We three were sitting close together, Beela in the middle. One of her hands stole out, took Christopher’s, squeezed it, and released it. The other found my hand; I closed on its warm softness and kept it prisoned.
“In some mysterious way,” Gato explained, “they have outwitted us. Our plan was to break them up by using the old traitor Vancouver, but they evidently discovered his treachery, and I have just learned that they sent him out as our first offering to the Black Face, while letting him think that he was going to betray them to us.”
“I suppose,” said the king, “that he is as good as another for the sacrifice. That will satisfy the people for a time, but he is the first and the last that we’ll get from that crowd without bloody work, and I don’t wish my subjects to be killed.”
He paused, and the others waited. Beela’s breathing had grown quick; there was a slight quiver in her hand.
The king went on:
“Mason evidently suspects that the people taken out of the valley will not be sent away, and so he is holding them together. No doubt they have armed themselves, and are ready to fight. Mason will be in no hurry to precipitate an issue with us, for they can subsist indefinitely where they are, we can’t strengthen our position against them, and time, he reasons, may bring me to liberate them in a body.”
It was impossible not to recognize the kindliness and benevolence in the king’s voice and words.
“May I speak, Sire?”
“Yes, Gato.”
“I fear that Vancouver is going mad.”
The king looked his dismay.
“He mumbles,” proceeded Gato; “his eyes are wild at times; he calls for his daughter, and weeps like a child; he cannot eat, and his sleep is broken with loud cries.”
“Is there much of that?” the king asked in alarm.
“No, Sire; only rarely. If he is taken to the sacrificial altar when he has a lucid period,———”
“The risk is great,” groaned the king. “The people would resent the offering up of a madman; and we can do nothing while the storm lasts. The people can’t assemble. We must wait. You men go among the Senatras tomorrow and pacify them. Tell them that all will be well. Do they say that the Face is threatening, Gato?”

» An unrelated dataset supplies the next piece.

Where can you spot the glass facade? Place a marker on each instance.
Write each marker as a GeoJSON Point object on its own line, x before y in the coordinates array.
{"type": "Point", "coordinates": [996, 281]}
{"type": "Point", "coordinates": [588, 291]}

“Yes, Sire. Some fools have seen it and spread tales about it. One is that green water streams out of its eyes, and another is that the mouth has opened and that purple flames come forth.”
Beela’s start thrilled me. The news brought the king to his feet.
“Is it true, Gato,—the open mouth and the purple flame?”
“I do not know, Sire. I have not seen it, and I do not believe it.”
“But it may be true! Find out tomorrow morning, and let me know.” He was leaving the throne, and although the light was poor, I could see a totter in his step and haggardness in his face.
The others were rising. The king turned to them, and said:
“If that is true,—” He did not finish, but stood in a daze. “The council is ended,” he weakly added, and slowly left the chamber, the others filing after him.